After drinking tea from a Pepperland cup very early the next morning, I made my way to the real thing, aka Liverpool. I traveled via Birmingham, where Big City Radio had invited me to do an interview and live session. I’m pretty sure that 9am is the earliest I’ve ever had to sing… went well though, even sans coffee, without which I was sure I couldn’t function at all.
After the radio session I had about an hour spare, so I sought refuge in the hideous Bullring shopping center. Sitting in the illuminated isles of a chain coffee shop, it occurred to me just how many times I’d been there – time to kill, tired and dazed in this strange building in the center of England, traveling to and from shows. For a moment I wondered whether the Bullring shopping center was perhaps only a figment of some weird corner of my imagination… the one where high street shops and coffee chains and different coloured faces blur into one weird ball of consumerism.
Leaving slush, grey and rain behind in Birmingham, I caught the train up to Lime Street, where the sun was shining. That evening I played at Leaf.. if you have a beard, waxed mustache or pointy shoes, it’s kind of the place you want to hang out in Liverpool.. Johnny Sands was the host and started off the night with a couple of his own songs. All musicians in Liverpool (and everybody is one) is just so talented and modest about it… I love it. One of my favourite comments from a bearded chap in the audience was: “I never thought I’d hear a girl sing about Bill Hicks”.

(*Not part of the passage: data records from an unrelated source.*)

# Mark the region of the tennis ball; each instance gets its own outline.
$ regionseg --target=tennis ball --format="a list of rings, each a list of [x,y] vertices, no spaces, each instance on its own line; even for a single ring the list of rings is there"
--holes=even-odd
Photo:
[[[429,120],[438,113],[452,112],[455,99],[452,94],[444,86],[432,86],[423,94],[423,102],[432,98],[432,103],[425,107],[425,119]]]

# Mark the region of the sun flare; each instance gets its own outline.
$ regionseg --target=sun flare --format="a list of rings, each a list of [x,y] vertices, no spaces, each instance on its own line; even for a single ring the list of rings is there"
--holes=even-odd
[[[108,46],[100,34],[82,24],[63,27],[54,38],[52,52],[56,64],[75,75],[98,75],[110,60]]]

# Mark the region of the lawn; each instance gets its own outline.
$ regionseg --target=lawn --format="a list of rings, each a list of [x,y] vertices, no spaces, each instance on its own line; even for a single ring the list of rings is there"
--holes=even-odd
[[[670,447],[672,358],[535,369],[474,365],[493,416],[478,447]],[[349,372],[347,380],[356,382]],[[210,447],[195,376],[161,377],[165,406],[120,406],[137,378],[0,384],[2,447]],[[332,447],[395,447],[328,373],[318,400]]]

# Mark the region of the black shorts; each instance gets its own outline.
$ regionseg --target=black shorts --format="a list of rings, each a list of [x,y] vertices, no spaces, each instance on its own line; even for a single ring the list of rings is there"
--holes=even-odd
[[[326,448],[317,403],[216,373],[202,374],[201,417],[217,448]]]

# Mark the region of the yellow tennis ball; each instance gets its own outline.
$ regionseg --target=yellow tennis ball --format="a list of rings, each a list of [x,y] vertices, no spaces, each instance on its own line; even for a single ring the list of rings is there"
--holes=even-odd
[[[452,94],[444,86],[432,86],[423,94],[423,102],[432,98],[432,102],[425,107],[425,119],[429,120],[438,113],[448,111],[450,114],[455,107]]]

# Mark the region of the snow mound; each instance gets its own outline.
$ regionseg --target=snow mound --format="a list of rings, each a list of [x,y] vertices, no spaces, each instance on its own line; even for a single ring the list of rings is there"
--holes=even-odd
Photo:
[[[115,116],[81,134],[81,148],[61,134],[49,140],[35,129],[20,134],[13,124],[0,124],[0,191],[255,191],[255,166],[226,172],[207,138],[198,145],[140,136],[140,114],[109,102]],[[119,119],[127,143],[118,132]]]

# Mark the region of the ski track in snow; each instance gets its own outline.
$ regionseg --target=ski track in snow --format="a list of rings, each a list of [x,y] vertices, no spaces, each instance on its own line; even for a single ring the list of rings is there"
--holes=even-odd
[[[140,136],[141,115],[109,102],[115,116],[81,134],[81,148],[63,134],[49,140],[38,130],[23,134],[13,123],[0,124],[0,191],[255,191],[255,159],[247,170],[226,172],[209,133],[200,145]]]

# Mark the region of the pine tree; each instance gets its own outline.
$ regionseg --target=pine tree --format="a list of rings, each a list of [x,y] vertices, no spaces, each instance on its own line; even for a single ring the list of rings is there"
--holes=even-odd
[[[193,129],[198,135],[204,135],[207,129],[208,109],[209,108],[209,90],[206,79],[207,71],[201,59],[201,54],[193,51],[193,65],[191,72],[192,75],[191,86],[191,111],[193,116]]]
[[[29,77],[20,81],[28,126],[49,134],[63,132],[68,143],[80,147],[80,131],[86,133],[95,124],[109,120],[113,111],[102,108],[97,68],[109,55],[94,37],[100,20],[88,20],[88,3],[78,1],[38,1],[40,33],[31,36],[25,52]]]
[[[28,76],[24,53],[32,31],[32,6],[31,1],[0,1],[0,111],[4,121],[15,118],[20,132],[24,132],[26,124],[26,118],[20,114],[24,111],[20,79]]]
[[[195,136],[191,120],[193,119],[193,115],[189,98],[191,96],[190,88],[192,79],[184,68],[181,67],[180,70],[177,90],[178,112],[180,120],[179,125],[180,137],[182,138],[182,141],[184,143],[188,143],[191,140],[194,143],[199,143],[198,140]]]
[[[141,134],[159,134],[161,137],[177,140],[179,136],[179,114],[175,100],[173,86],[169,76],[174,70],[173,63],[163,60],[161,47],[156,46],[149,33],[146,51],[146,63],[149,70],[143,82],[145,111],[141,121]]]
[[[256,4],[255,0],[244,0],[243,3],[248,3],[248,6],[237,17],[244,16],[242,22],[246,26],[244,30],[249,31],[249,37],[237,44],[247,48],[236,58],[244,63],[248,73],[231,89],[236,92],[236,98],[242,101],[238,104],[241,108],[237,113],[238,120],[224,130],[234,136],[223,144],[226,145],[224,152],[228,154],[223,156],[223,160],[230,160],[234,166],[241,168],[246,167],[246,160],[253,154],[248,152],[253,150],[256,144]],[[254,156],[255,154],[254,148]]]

The next day I was supposed to head back to London, but alas, apocalyptic winds changed the plan. All trains were cancelled from Lime Street and I had to stay in town another night. There are far worse places to be stranded, so I wasn’t too bothered. I was really tempted to got walk about the docs and drink whiskey, but police men had blocked off most of L1. Skies were clearer the following day and I caught a packed train back to London town, just in time for show number 2 with Eleanor McEvoy at Surya. Thanks to everybody who came along, it felt like a great end to a great week. I hope you liked my new piano songs, it was super scary to play keyboards on stage in London for the first time!